Burglar stole wedding ring as couple celebrated golden anniversary
A burglar who stole a pensioner's wedding and engagement rings the week before she and her husband celebrated their golden wedding anniversary has been jailed for a year.
Heroin addict Ashley Lawton ransacked a bedroom and forced open a bureau at the couple's home in Hammerwich.
Along with the lady's rings, 28-year-old Lawton, who is from Burntwood but has no fixed address, also took a Victorian watch that belonged to her grandmother.
Stafford Crown Court heard this week how he pawned the lot for £200 to buy drugs.
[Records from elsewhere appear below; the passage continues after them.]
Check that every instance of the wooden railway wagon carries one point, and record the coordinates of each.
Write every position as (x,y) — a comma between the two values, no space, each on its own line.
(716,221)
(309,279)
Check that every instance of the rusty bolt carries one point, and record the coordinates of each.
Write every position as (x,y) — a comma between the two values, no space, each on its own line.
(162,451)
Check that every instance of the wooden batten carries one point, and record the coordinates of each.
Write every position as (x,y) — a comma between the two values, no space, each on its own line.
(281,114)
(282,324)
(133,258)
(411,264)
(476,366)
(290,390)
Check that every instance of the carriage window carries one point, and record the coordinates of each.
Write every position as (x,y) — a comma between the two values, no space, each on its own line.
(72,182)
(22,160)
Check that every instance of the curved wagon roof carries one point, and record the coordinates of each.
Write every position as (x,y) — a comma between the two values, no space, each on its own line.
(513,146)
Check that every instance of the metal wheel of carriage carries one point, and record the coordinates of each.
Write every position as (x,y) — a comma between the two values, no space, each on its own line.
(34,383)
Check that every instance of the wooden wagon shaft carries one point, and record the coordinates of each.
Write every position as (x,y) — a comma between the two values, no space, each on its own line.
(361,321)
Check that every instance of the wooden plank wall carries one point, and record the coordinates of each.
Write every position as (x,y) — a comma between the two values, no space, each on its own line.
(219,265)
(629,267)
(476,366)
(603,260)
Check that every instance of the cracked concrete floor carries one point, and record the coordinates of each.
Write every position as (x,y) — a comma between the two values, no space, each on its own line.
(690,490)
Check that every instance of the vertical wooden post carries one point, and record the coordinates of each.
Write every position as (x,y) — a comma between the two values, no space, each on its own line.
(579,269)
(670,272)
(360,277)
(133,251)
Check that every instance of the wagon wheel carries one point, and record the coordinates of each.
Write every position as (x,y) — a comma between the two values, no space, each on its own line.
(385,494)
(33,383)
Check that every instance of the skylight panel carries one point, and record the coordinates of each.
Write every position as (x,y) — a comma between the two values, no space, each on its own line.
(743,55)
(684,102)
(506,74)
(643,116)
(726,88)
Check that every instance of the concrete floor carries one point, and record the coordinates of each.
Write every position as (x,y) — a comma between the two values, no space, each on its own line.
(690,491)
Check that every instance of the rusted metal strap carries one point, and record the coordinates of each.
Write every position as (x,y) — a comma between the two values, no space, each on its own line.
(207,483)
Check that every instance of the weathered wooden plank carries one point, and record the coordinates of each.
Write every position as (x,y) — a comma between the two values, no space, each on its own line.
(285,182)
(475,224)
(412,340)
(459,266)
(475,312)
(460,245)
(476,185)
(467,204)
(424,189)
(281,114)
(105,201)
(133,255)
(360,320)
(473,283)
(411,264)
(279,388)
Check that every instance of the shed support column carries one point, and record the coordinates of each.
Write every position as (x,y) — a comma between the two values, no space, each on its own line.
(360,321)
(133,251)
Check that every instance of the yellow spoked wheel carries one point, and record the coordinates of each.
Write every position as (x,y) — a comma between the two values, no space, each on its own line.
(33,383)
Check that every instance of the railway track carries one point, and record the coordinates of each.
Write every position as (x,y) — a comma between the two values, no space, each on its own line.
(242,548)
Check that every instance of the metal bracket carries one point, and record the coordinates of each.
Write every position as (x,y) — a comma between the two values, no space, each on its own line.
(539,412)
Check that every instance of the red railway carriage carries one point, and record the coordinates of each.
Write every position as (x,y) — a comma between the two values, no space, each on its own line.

At the time of the break-in, Lawton was out of jail on licence for breaking in to his own mother's house in Burntwood. He pleaded guilty to burgling the anniversary couple's bungalow.
Judge Mark Eades told him: "When you were out on licence, you went to your mother's to try and cajole from her more money and she refused you.
"You walked then into Hammerwich, came to this bungalow, went inside and focused in on easily disposable property. That turned out to be of great sentimental value. You then disposed of that property at a pawnbrokers to feed your habit.
"You have still not revealed to whom you took the property. You could have put that right but you put your own interests first."
Mr Robert Edwards, prosecuting, said the couple left their home on August 16 in a secure state. When they came back at around 11.30am, they saw a bedroom window wide open. Their bedroom had been ransacked and jewellery and watches taken.
In a victim impact statement, the wife said: "The items are very personal. It's that value and not the financial value that hurts, in particular my wedding ring and engagement ring have been taken as the next week my husband and I were married 50 years."
Mr Edwards said forensic officers found fingerprints and footprints at the scene of the crime. The fingerprints matched Lawton's and when he was arrested, his footwear was similar to that which made the footprints. When questioned, however, he made no comment to the police.
Judge Eades commented: "He's done nothing to assist the owners in getting their property back."
Miss Siobhan Collins, defending, said: "He's been struggling since childhood with drug abuse, starting with cannabis and spiralling in to heroin. He is ashamed of what he did, clearly an irresponsible crime. People in the grip of addiction commit crimes which are criminally and emotionally wrong."
Lawton had lapsed back in to drug abuse on his release from prison on licence.